Hickenlooper was best known for his second film, Hearts Of Darkness: A Film-maker's Apocalypse (1991), on which he was credited as co-director. Originally produced for television, it won Hickenlooper an Emmy. The film detailed the tribulations endured during the making of Francis Ford Coppola's Apocalypse Now, and drew an explicit parallel between film-making and war, as well as between Coppola and the character of Kurtz played by Marlon Brando. He first met Coppola when, as a 17-year-old, he had been thrown off the set of Steven Spielberg's Poltergeist; undeterred, Hickenlooper continued on to American Zoetrope, wandered into Coppola's office, presented him with a caricature he'd drawn and spent the day with the director.

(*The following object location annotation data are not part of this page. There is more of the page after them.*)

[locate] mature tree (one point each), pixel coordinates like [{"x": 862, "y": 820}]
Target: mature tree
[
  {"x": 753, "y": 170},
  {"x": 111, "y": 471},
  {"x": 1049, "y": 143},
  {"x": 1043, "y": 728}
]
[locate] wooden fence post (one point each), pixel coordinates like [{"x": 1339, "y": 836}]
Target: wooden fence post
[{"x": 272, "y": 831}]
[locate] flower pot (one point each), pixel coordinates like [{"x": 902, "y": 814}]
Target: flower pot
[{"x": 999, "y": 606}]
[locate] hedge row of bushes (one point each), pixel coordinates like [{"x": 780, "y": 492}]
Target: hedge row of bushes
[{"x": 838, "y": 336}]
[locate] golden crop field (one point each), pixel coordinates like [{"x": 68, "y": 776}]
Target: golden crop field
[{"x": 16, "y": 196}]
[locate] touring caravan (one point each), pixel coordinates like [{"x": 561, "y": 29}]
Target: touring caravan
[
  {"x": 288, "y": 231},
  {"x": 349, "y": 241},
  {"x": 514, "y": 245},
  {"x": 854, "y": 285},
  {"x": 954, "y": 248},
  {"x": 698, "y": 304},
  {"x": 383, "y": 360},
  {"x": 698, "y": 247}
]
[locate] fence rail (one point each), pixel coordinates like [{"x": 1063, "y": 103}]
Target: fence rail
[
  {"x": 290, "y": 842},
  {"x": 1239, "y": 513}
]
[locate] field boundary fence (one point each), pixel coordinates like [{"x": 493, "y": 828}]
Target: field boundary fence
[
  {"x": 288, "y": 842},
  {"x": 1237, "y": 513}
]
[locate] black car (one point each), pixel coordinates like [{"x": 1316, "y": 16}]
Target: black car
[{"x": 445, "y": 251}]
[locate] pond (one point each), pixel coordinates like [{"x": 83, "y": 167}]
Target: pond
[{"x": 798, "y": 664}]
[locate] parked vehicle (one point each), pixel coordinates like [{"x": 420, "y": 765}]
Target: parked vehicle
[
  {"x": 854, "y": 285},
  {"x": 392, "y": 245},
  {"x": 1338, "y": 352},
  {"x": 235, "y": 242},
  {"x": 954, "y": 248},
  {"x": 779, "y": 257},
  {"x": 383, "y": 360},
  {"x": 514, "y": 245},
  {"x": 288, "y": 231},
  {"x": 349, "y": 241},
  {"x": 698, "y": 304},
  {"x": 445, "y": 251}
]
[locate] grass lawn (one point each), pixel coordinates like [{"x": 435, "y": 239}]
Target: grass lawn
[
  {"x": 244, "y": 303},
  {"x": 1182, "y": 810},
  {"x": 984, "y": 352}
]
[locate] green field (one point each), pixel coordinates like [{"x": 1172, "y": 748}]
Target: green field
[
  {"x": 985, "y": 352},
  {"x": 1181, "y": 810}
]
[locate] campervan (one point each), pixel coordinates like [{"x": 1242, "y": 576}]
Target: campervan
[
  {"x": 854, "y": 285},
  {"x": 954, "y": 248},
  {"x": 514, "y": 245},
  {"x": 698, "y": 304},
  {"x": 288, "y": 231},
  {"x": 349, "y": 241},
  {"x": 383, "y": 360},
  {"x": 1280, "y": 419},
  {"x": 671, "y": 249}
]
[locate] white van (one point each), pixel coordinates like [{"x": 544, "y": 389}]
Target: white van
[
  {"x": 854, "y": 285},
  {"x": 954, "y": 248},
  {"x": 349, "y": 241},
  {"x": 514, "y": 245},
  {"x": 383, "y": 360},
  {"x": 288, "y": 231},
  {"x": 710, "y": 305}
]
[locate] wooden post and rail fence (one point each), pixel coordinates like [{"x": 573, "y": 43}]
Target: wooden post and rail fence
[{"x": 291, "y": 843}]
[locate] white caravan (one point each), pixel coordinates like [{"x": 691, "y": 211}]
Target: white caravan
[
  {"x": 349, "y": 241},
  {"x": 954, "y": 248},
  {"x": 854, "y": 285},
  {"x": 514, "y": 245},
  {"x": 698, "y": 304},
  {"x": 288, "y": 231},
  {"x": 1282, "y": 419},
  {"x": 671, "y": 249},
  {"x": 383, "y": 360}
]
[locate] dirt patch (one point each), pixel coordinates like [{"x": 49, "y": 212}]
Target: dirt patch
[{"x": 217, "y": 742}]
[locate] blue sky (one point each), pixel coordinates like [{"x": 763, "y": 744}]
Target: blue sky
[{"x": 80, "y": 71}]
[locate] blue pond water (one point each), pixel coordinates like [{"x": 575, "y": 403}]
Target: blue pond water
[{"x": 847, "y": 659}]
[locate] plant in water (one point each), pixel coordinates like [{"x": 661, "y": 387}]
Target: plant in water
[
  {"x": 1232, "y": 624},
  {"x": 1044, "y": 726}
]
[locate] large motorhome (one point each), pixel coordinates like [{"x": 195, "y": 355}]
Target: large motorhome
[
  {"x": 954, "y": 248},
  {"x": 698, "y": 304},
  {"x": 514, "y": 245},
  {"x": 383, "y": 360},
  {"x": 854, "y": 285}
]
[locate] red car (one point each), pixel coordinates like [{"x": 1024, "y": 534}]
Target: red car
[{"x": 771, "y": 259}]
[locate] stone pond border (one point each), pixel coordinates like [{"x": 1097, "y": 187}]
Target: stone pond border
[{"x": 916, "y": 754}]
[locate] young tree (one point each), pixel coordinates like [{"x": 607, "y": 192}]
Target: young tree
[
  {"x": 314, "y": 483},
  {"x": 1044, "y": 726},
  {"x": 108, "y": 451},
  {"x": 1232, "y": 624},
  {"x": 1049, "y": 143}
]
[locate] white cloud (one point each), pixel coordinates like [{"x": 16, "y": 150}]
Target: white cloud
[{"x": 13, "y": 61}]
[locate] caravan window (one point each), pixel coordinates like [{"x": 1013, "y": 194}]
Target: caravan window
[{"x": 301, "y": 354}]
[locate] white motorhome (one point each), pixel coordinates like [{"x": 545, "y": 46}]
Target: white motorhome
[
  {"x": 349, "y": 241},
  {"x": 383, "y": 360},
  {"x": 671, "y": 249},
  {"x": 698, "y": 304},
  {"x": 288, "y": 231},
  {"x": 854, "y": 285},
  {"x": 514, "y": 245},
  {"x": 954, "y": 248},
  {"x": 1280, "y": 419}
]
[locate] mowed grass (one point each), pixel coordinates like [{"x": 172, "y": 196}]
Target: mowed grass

Hickenlooper was born in 1963 in St Louis, his father a playwright, his mother an actress; his interest in film was sparked seeing his great-uncle Leopold Stokowski conducting and talking to Mickey Mouse in Walt Disney's 1941 classic, Fantasia. It blossomed after moving to California, where his mother ran a guerrilla theatre group; one day his father snuck off from a peace rally to take him to a double bill of The Wild Bunch and The Last Picture Show.

After they returned to St Louis, Hickenlooper was given a movie camera for his 13th birthday; at St Louis University High School he was part of a film-making group called The Splicers. After graduating in 1986 from Yale in history and film studies, he moved to Los Angeles and interned with Roger Corman. His first film, Art, Acting and the Suicide Chair (1988) was a documentary about Dennis Hopper, sparking his interest in Apocalypse Now. He followed Hearts Of Darkness with the less bombastic but equally impressive Picture This (1991), about Peter Bogdanovich and The Last Picture Show. That year he also published Reel Coversations, one of the best cinema interview books.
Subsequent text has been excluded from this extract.